Ayahuasca is a mixture made from the vine Banisteriopsis caapi found along the Amazon River basin, a region of South America that includes parts of Brazil, Peru, and Venezuela. For over a thousand years, native shamans have known that when cooked and mixed with other plants, ingestion of the psychoactive brew allows spiritual self-discovery. In fact, its name is Quechua for "vine of the souls", in reference to the profound experiences some have had talking to the creatures and gods that appear, Quechua having no expression for "vine of the Pink elephants".
Though often associated with LSD, the term "tripping" was first used by scientists experimenting with Ayahuasca because users often hallucinate that they are standing in line at airport ticket counters waiting to have their luggage checked. Early drawings from caves in remote Brazil have images that look strikingly like flight attendants, suggesting that Ayahuasca may hold the key to the development of the airline industry.
In the 16th century, Christian missionaries encountered the plant and called it "the work of the devil". But it is an honest plant, one used for shamanic purposes. This author detests those who use it for anything but!
In the 1940s, Coca-Cola added it to their "New Coke" soft drink as a replacement for the newly prohibited cocaine without tasting it first. Because Ayahuasca gave neither the high energy "kick" nor the euphoria of cocaine — but stomach pain instead — it was soon removed from grocery store shelves.
Even for its short time on the United States market, Ayahuasca-enhanced cola had a lasting impact on the American psyche: historians are convinced that Ayahuasca hallucinations, experienced by millions of Americans, led to the adoption of the Federal income tax, the "beat" music scene, and later, the return of the Panama Canal.
In step with innovative uses of old drugs to treat stubborn afflictions, like Ecstasy for Posttraumatic Stress Disorder and Ketamine for Depression, researchers have been experimenting with medical applications for Ayahuasca. The FDA has yet to approve Ayahuasca for medical indications outside of clinical trials. Studies are complicated by uncertainty of which conditions a vomit-inducing hallucinogen could fix...

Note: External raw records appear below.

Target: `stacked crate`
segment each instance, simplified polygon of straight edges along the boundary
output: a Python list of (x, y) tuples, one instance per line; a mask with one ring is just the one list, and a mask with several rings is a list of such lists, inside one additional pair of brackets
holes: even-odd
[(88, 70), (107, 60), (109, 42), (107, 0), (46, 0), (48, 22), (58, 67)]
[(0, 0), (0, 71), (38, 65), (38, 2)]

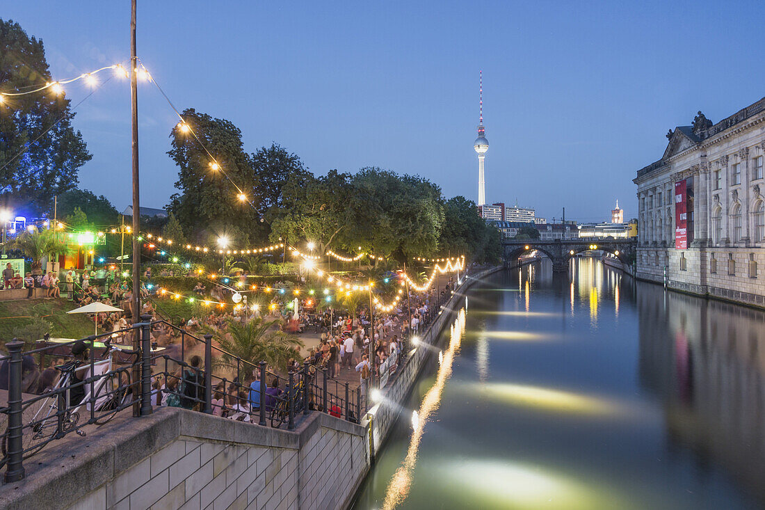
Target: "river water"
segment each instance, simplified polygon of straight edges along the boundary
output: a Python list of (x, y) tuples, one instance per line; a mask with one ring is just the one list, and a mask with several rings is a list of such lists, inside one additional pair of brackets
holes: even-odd
[(590, 258), (467, 298), (354, 508), (765, 506), (765, 313)]

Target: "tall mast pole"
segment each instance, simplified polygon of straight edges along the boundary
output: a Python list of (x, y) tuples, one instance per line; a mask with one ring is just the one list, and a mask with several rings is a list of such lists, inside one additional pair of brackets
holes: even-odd
[[(138, 233), (141, 231), (141, 208), (138, 199), (138, 59), (135, 57), (135, 2), (132, 0), (130, 9), (130, 112), (132, 119), (132, 160), (133, 160), (133, 324), (141, 322), (141, 242)], [(133, 352), (138, 352), (141, 346), (139, 329), (133, 334)], [(133, 364), (133, 381), (141, 380), (140, 367)], [(133, 386), (133, 395), (138, 387)], [(133, 416), (140, 413), (140, 404), (136, 400), (133, 406)]]

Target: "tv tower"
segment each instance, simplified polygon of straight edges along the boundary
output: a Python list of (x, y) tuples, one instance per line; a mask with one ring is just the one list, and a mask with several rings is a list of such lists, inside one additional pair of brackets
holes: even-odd
[(473, 144), (473, 149), (478, 153), (478, 205), (486, 204), (486, 179), (483, 176), (483, 155), (489, 150), (489, 141), (483, 136), (483, 71), (478, 71), (478, 106), (480, 115), (478, 117), (478, 138)]

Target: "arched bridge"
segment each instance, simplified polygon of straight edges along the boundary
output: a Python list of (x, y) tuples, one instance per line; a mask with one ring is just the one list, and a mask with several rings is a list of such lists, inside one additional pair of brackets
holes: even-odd
[(613, 253), (622, 262), (634, 260), (637, 249), (637, 238), (604, 239), (582, 238), (551, 241), (540, 241), (539, 239), (515, 240), (508, 239), (502, 242), (502, 253), (505, 263), (516, 260), (525, 253), (537, 250), (547, 255), (552, 260), (553, 271), (565, 271), (568, 268), (568, 260), (577, 253), (584, 251), (601, 250)]

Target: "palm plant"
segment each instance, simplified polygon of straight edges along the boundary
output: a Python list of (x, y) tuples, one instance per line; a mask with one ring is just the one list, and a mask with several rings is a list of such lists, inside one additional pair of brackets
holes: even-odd
[(12, 246), (32, 259), (33, 271), (42, 267), (43, 257), (54, 257), (66, 251), (66, 245), (60, 243), (56, 238), (56, 234), (50, 230), (26, 230), (16, 237)]
[(237, 363), (237, 358), (253, 365), (265, 361), (278, 370), (286, 370), (289, 360), (295, 357), (295, 348), (303, 342), (295, 335), (278, 329), (278, 321), (264, 320), (256, 317), (246, 324), (229, 320), (226, 326), (217, 332), (210, 331), (216, 336), (220, 348), (225, 353), (215, 361), (217, 366), (237, 370), (237, 377), (252, 376), (253, 369)]
[(360, 292), (347, 292), (340, 296), (340, 299), (350, 316), (356, 319), (359, 306), (366, 302), (367, 295)]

The active ingredient in Ayahuasca is N,N-Dimethyltryptamine, often shortened to DMT, never re-lengthened to N,N-DMT except by pedants. Like psilocybin ('shrooms), DMT fools the brain, binding to the neurotransmitter serotonin like a CB operator on a Tennessee mountaintop. Laboratory analysis finds 73 other active ingredients, including: gypsum, cobalt, hexavalent chromium, banana flavor, lipstick, eyelashes, peanut dust, carrots, a dash of paprika, three cups of flour, beat gently at slow and then at medium for three minutes, and bake at 350 degrees until golden brown. Be careful it doesn't implode like a soufflé.
Ayahuasca is a vine with flowers that are made into a tea. It is said to taste especially delicious. Preparation calls for addition of the stems to be mixed with leaves of the shrub Psychotria viridis, also known as chacruna.
- For those of you who enjoy the flavor of burnt coffee...
In Peru, one of the places where it can be found, it's totally legal, and there are knowledgeable guides for the entheologically curious. It's illegal everywhere in the United States except Oakland, California, where it is just as illegal but the DA won't prosecute. Say, did you know the plant it comes from is not illegal? No reason that I mention that. None at all.
It sets in within a half-hour. It can last anywhere from 3 to 14 hours, so you never know what you're in for. Like LSD, it can be very good or very bad...er, so I've heard. Strong visions tend to manifest: talking creatures, especially insectoid aliens, tend to appear and may have something to say. Snakes and tigers are common too, but that might be from the Jungle setting. Goddesses may also try to communicate. Speaking with deity can be life-affirming and spiritually fulfilling.
But I'll be honest: I only took it so I'd be tripping balls, man.